講演+インタビューシリーズ『ライフスタイルを見る視点』


7.移住者に聞く:川内夫妻
松村:  川内さんご夫婦は家を新築して移住してこられたそうですね。どの様なきっかけで紀美野町に移住することになったのでしょうか。
川内:  初めに言い出したのは私です。以前は埼玉で勤めていましたが、54歳で退職して実家のある関西に戻ることにしたんです。妻はこうした暮らしをすることになるとは想像していなかったと思いますが、徐々に説得していきました。
田舎暮らしの場所をインターネットで探していたところ、和歌山県のページで紀美野町を見つけました。見学のときに「空き家があるので、試しに住んでみたらどうですか」と役場の方が提案してくれたので、試験居住しながらゆっくり考えてみることにしました。
松村:  いきなり新築を決断したわけではないんですね。
川内:  試しに住んだ空き家の大家さんが「空いている土地もあるよ」と言ってくれたので、新築して移住することにしました。大阪の友達は「和歌山は遠い」と言っていましたが、大阪から特急で1時間ほどですし、車でも2時間ほどですから住みやすいです。
松村:  紀美野町の暮らしはいかがですか。
川内:  都会にいるとストレスを感じることもしばしばでしたが、こちらでは自分たちが食べる野菜を作ったりしながらのんびりしています。たくさん収穫できると海南市のファーマーズマーケットに出しますが、これは小遣い稼ぎ程度で基本的には年金生活です。
松村:  買い物や医療はどうされていますか。
川内:  近隣の市町村へ出かけています。病院は車で15分くらいのところにあります。野菜は作っていますし、大概の物が通販で買えますからさほど不便は感じませんね。少し困ることと言えば、歩いて行ける飲食店がないので外で飲酒できないことくらいです。
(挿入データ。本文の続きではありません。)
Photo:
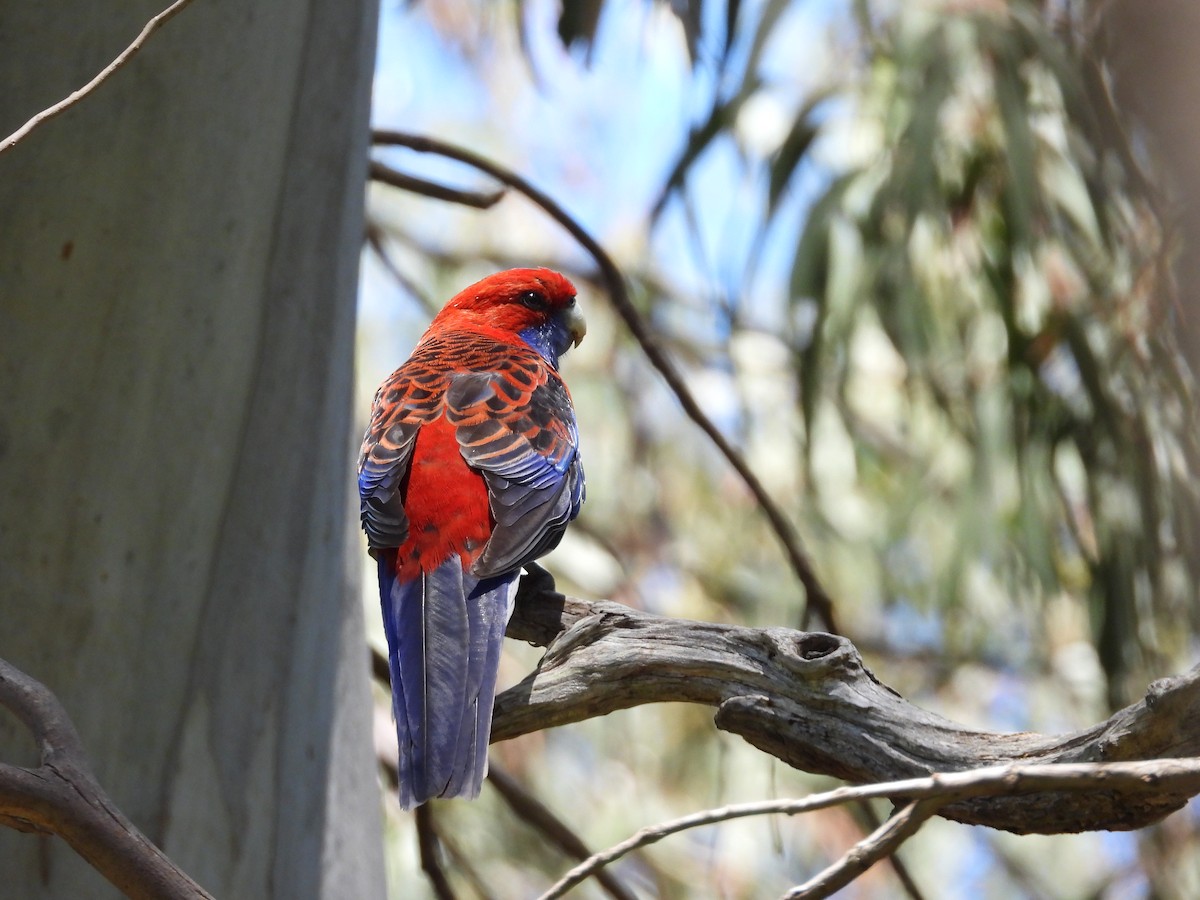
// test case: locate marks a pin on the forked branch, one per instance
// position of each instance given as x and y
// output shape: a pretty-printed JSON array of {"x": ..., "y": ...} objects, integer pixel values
[
  {"x": 808, "y": 700},
  {"x": 63, "y": 797}
]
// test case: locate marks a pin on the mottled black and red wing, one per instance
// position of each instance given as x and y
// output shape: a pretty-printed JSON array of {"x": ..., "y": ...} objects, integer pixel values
[
  {"x": 411, "y": 397},
  {"x": 515, "y": 424}
]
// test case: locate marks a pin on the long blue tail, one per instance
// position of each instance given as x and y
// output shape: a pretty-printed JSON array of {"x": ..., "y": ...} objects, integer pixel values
[{"x": 445, "y": 630}]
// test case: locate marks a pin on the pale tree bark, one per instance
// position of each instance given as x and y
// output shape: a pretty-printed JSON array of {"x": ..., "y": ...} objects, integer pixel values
[{"x": 177, "y": 309}]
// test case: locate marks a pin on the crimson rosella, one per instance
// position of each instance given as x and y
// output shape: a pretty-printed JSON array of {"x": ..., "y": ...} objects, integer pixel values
[{"x": 469, "y": 471}]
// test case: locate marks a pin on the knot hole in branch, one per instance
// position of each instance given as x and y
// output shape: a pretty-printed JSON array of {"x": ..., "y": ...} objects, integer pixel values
[{"x": 816, "y": 645}]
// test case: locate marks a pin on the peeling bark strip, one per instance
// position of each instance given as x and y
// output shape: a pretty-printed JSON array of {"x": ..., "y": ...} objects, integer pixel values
[{"x": 808, "y": 700}]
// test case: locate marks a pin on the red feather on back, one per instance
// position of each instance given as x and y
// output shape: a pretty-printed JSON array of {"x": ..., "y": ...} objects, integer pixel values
[{"x": 471, "y": 459}]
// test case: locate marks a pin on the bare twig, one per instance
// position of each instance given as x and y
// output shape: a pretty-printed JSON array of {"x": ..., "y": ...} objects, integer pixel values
[
  {"x": 475, "y": 199},
  {"x": 931, "y": 793},
  {"x": 427, "y": 845},
  {"x": 867, "y": 811},
  {"x": 63, "y": 797},
  {"x": 808, "y": 700},
  {"x": 105, "y": 73},
  {"x": 882, "y": 843},
  {"x": 534, "y": 813},
  {"x": 817, "y": 601}
]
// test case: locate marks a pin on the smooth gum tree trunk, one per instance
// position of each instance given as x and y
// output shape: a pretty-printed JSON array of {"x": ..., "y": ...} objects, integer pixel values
[{"x": 178, "y": 269}]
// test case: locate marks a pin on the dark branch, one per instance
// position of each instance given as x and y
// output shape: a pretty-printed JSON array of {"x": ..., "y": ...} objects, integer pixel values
[
  {"x": 817, "y": 600},
  {"x": 808, "y": 700},
  {"x": 63, "y": 797}
]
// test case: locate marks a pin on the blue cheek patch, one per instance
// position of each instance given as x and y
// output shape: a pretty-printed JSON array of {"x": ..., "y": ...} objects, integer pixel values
[{"x": 550, "y": 340}]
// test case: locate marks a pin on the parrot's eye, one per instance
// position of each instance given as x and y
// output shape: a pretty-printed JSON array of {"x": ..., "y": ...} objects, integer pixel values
[{"x": 534, "y": 300}]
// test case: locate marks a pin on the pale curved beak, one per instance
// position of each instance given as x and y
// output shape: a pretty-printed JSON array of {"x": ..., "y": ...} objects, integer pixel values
[{"x": 576, "y": 325}]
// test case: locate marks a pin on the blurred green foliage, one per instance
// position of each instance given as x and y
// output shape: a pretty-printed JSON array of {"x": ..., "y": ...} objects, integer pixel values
[{"x": 966, "y": 388}]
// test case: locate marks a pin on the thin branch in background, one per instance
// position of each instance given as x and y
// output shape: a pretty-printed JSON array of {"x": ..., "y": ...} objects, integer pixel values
[
  {"x": 929, "y": 795},
  {"x": 105, "y": 73},
  {"x": 881, "y": 844},
  {"x": 901, "y": 871},
  {"x": 475, "y": 199},
  {"x": 427, "y": 845},
  {"x": 534, "y": 813},
  {"x": 375, "y": 238},
  {"x": 817, "y": 601},
  {"x": 63, "y": 797}
]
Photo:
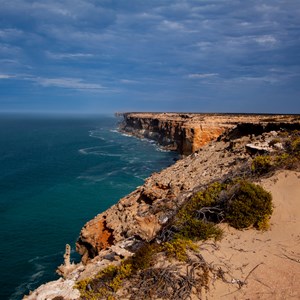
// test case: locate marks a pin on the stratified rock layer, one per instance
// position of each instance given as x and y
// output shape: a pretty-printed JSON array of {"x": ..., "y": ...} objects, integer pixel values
[
  {"x": 186, "y": 133},
  {"x": 139, "y": 216}
]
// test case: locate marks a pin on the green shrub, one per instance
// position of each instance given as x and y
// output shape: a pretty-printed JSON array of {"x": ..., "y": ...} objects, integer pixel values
[
  {"x": 106, "y": 283},
  {"x": 295, "y": 145},
  {"x": 261, "y": 164},
  {"x": 178, "y": 248},
  {"x": 195, "y": 230},
  {"x": 274, "y": 141},
  {"x": 249, "y": 205}
]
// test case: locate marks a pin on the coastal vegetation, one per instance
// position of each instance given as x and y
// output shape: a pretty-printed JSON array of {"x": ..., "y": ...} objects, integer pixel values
[{"x": 237, "y": 201}]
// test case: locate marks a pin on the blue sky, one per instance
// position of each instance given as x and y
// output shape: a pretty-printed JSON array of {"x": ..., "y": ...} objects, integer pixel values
[{"x": 139, "y": 55}]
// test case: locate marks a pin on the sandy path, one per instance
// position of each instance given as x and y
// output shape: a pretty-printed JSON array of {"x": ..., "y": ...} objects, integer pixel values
[{"x": 268, "y": 262}]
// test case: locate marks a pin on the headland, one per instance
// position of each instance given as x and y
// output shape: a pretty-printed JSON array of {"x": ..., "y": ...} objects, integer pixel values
[{"x": 217, "y": 149}]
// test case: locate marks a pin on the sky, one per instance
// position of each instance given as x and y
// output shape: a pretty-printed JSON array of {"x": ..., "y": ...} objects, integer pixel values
[{"x": 103, "y": 56}]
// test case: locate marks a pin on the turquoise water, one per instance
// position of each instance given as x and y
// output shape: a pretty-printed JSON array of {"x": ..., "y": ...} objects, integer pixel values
[{"x": 56, "y": 174}]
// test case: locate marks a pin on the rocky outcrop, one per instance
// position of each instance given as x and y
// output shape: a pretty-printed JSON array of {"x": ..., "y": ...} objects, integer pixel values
[
  {"x": 119, "y": 231},
  {"x": 186, "y": 133}
]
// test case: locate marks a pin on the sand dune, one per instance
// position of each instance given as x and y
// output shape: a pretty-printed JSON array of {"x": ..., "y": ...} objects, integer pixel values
[{"x": 262, "y": 265}]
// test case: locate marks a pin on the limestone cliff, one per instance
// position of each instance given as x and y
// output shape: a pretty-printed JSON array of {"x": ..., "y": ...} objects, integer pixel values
[
  {"x": 186, "y": 133},
  {"x": 139, "y": 216}
]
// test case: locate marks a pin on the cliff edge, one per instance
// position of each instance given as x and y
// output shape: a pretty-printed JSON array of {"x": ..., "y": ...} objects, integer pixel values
[
  {"x": 141, "y": 216},
  {"x": 188, "y": 132}
]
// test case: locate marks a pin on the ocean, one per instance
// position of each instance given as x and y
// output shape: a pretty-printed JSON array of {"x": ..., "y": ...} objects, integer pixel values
[{"x": 57, "y": 173}]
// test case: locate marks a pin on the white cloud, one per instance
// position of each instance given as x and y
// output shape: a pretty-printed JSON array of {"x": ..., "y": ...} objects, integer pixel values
[
  {"x": 69, "y": 83},
  {"x": 5, "y": 76},
  {"x": 68, "y": 55},
  {"x": 266, "y": 40},
  {"x": 128, "y": 81},
  {"x": 170, "y": 25},
  {"x": 202, "y": 75}
]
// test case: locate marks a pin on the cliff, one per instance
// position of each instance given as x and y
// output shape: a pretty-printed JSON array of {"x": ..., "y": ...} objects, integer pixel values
[
  {"x": 120, "y": 231},
  {"x": 186, "y": 133}
]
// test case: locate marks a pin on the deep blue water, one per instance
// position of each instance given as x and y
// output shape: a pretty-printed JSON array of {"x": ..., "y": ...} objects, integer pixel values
[{"x": 56, "y": 173}]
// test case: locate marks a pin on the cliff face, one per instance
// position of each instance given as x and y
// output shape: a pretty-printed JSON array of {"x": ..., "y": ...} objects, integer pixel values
[
  {"x": 186, "y": 133},
  {"x": 139, "y": 216}
]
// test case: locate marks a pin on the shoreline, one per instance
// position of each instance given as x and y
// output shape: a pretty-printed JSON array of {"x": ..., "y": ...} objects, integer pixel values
[{"x": 140, "y": 215}]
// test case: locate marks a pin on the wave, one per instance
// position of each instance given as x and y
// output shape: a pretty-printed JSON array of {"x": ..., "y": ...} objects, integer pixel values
[
  {"x": 95, "y": 151},
  {"x": 40, "y": 268}
]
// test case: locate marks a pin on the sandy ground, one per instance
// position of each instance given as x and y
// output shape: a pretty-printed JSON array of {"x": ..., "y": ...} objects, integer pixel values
[{"x": 262, "y": 265}]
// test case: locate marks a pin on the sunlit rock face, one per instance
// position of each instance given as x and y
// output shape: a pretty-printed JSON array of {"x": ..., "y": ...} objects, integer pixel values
[{"x": 186, "y": 133}]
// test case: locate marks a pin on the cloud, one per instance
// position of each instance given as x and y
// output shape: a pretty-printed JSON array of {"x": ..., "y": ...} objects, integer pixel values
[
  {"x": 69, "y": 55},
  {"x": 202, "y": 75},
  {"x": 266, "y": 40},
  {"x": 128, "y": 81},
  {"x": 6, "y": 76},
  {"x": 170, "y": 25},
  {"x": 69, "y": 83}
]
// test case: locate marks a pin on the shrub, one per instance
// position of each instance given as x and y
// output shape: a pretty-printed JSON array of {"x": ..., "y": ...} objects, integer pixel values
[
  {"x": 274, "y": 141},
  {"x": 295, "y": 145},
  {"x": 178, "y": 248},
  {"x": 196, "y": 230},
  {"x": 261, "y": 164},
  {"x": 249, "y": 205},
  {"x": 143, "y": 258}
]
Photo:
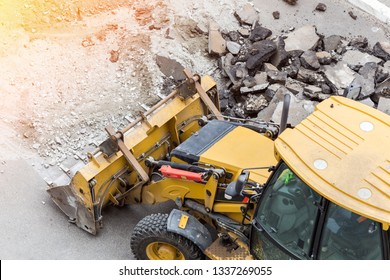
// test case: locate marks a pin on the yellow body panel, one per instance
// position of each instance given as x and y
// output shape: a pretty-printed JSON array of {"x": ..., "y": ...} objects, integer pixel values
[
  {"x": 242, "y": 148},
  {"x": 342, "y": 151}
]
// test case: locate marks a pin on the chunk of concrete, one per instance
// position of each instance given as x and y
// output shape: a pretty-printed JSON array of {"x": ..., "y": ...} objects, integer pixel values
[
  {"x": 260, "y": 53},
  {"x": 259, "y": 33},
  {"x": 233, "y": 47},
  {"x": 247, "y": 15},
  {"x": 277, "y": 77},
  {"x": 299, "y": 110},
  {"x": 255, "y": 103},
  {"x": 384, "y": 105},
  {"x": 310, "y": 77},
  {"x": 280, "y": 58},
  {"x": 358, "y": 58},
  {"x": 310, "y": 61},
  {"x": 217, "y": 44},
  {"x": 304, "y": 39},
  {"x": 294, "y": 86},
  {"x": 382, "y": 50},
  {"x": 340, "y": 75},
  {"x": 278, "y": 96},
  {"x": 367, "y": 102},
  {"x": 255, "y": 89},
  {"x": 170, "y": 68},
  {"x": 332, "y": 42},
  {"x": 312, "y": 91}
]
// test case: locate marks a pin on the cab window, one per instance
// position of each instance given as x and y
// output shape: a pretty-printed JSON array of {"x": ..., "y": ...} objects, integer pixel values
[
  {"x": 287, "y": 215},
  {"x": 348, "y": 236}
]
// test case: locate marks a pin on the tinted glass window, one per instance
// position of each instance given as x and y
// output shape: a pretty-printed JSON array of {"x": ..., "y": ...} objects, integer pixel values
[
  {"x": 347, "y": 236},
  {"x": 287, "y": 214}
]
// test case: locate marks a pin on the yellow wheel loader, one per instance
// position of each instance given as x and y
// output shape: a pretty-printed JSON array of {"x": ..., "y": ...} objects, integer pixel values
[{"x": 244, "y": 189}]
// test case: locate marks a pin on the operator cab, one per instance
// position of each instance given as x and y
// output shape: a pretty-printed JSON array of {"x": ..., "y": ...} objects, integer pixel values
[{"x": 294, "y": 222}]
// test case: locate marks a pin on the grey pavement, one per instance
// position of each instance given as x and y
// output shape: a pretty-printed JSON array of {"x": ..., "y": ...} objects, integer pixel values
[
  {"x": 335, "y": 20},
  {"x": 33, "y": 227},
  {"x": 386, "y": 2}
]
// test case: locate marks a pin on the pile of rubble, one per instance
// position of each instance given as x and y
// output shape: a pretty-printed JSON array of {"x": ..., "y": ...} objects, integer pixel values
[{"x": 261, "y": 67}]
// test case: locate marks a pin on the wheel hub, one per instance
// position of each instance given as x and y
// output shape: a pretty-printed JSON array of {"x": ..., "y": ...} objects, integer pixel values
[{"x": 163, "y": 251}]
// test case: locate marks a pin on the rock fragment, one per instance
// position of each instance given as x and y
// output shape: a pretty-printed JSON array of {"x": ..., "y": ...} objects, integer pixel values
[
  {"x": 277, "y": 77},
  {"x": 244, "y": 32},
  {"x": 259, "y": 33},
  {"x": 233, "y": 47},
  {"x": 255, "y": 89},
  {"x": 304, "y": 39},
  {"x": 312, "y": 91},
  {"x": 321, "y": 7},
  {"x": 299, "y": 110},
  {"x": 384, "y": 105},
  {"x": 280, "y": 58},
  {"x": 358, "y": 42},
  {"x": 310, "y": 61},
  {"x": 352, "y": 15},
  {"x": 340, "y": 75},
  {"x": 291, "y": 2},
  {"x": 170, "y": 67},
  {"x": 324, "y": 58},
  {"x": 332, "y": 42},
  {"x": 260, "y": 53},
  {"x": 310, "y": 77},
  {"x": 382, "y": 50},
  {"x": 217, "y": 44},
  {"x": 255, "y": 103},
  {"x": 357, "y": 58},
  {"x": 247, "y": 15},
  {"x": 114, "y": 56}
]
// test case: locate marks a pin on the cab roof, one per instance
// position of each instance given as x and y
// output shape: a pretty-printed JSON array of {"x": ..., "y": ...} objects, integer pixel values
[{"x": 342, "y": 151}]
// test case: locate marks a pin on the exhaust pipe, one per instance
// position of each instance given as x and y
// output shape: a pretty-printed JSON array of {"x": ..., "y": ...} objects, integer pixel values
[{"x": 286, "y": 107}]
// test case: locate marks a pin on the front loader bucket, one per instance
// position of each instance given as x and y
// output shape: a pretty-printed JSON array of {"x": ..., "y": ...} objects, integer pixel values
[
  {"x": 63, "y": 194},
  {"x": 116, "y": 171}
]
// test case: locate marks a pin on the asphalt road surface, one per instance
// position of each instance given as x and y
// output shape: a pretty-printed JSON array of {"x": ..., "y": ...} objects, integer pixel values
[{"x": 33, "y": 227}]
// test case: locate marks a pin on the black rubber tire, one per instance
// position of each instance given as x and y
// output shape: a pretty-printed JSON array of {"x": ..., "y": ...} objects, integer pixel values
[{"x": 153, "y": 228}]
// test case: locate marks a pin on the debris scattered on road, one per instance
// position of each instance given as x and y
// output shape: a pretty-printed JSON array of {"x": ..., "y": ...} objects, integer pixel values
[
  {"x": 352, "y": 15},
  {"x": 321, "y": 7}
]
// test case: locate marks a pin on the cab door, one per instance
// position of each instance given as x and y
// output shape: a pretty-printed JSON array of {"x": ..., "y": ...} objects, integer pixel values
[
  {"x": 294, "y": 222},
  {"x": 284, "y": 225}
]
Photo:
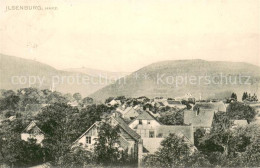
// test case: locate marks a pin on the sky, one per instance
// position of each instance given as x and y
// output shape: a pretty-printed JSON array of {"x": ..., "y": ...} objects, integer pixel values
[{"x": 125, "y": 35}]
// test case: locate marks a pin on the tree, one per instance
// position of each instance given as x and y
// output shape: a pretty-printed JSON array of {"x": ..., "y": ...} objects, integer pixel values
[
  {"x": 245, "y": 96},
  {"x": 9, "y": 100},
  {"x": 76, "y": 157},
  {"x": 234, "y": 96},
  {"x": 55, "y": 121},
  {"x": 175, "y": 152},
  {"x": 175, "y": 118},
  {"x": 106, "y": 150},
  {"x": 240, "y": 111},
  {"x": 77, "y": 96}
]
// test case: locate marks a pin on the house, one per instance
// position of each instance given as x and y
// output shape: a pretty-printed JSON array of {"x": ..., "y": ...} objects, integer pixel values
[
  {"x": 129, "y": 113},
  {"x": 215, "y": 106},
  {"x": 129, "y": 140},
  {"x": 32, "y": 131},
  {"x": 152, "y": 132},
  {"x": 73, "y": 104},
  {"x": 145, "y": 118},
  {"x": 174, "y": 103},
  {"x": 114, "y": 102},
  {"x": 199, "y": 118},
  {"x": 152, "y": 137},
  {"x": 238, "y": 123}
]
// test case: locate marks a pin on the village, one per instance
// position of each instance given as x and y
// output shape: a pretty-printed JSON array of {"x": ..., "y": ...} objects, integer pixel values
[{"x": 143, "y": 125}]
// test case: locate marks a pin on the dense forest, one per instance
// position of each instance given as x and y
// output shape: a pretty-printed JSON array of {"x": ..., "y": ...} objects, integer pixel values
[{"x": 63, "y": 124}]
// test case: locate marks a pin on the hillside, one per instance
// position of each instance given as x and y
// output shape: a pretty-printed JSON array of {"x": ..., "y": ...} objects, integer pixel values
[
  {"x": 15, "y": 73},
  {"x": 159, "y": 79},
  {"x": 96, "y": 72}
]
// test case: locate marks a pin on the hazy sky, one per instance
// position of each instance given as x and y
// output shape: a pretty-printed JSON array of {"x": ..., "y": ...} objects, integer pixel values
[{"x": 125, "y": 35}]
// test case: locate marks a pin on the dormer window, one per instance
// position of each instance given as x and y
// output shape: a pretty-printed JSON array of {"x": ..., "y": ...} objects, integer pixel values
[
  {"x": 198, "y": 111},
  {"x": 88, "y": 140}
]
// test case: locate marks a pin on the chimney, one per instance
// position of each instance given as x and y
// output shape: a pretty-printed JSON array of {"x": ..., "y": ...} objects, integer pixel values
[
  {"x": 140, "y": 152},
  {"x": 198, "y": 111}
]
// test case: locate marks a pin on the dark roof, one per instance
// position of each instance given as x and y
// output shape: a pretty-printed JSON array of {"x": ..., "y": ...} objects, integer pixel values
[
  {"x": 145, "y": 116},
  {"x": 218, "y": 106},
  {"x": 126, "y": 128},
  {"x": 203, "y": 119},
  {"x": 174, "y": 102},
  {"x": 179, "y": 130}
]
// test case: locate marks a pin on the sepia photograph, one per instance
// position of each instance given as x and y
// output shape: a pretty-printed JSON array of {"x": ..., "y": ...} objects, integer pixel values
[{"x": 129, "y": 83}]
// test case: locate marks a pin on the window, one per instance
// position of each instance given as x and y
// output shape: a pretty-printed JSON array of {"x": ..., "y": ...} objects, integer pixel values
[
  {"x": 88, "y": 140},
  {"x": 151, "y": 134}
]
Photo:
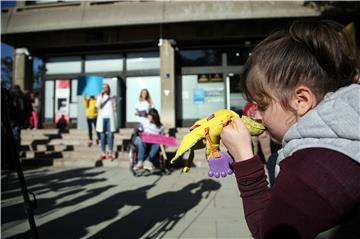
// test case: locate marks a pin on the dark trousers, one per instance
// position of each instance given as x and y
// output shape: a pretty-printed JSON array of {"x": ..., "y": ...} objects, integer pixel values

松村:  都市部から田舎に移住してくると、地域の行事や習慣に戸惑うこともあると思います。移住してからのご近所付き合いはどうされていますか。
川内:  人にもよると思いますが、私は苦にならずに慣れていきました。気をつけたことと言えば、挨拶だけはしっかりしようと意識したことくらいでしょうか。私たちが知らなくても周りの方は私たちを知っていますからね。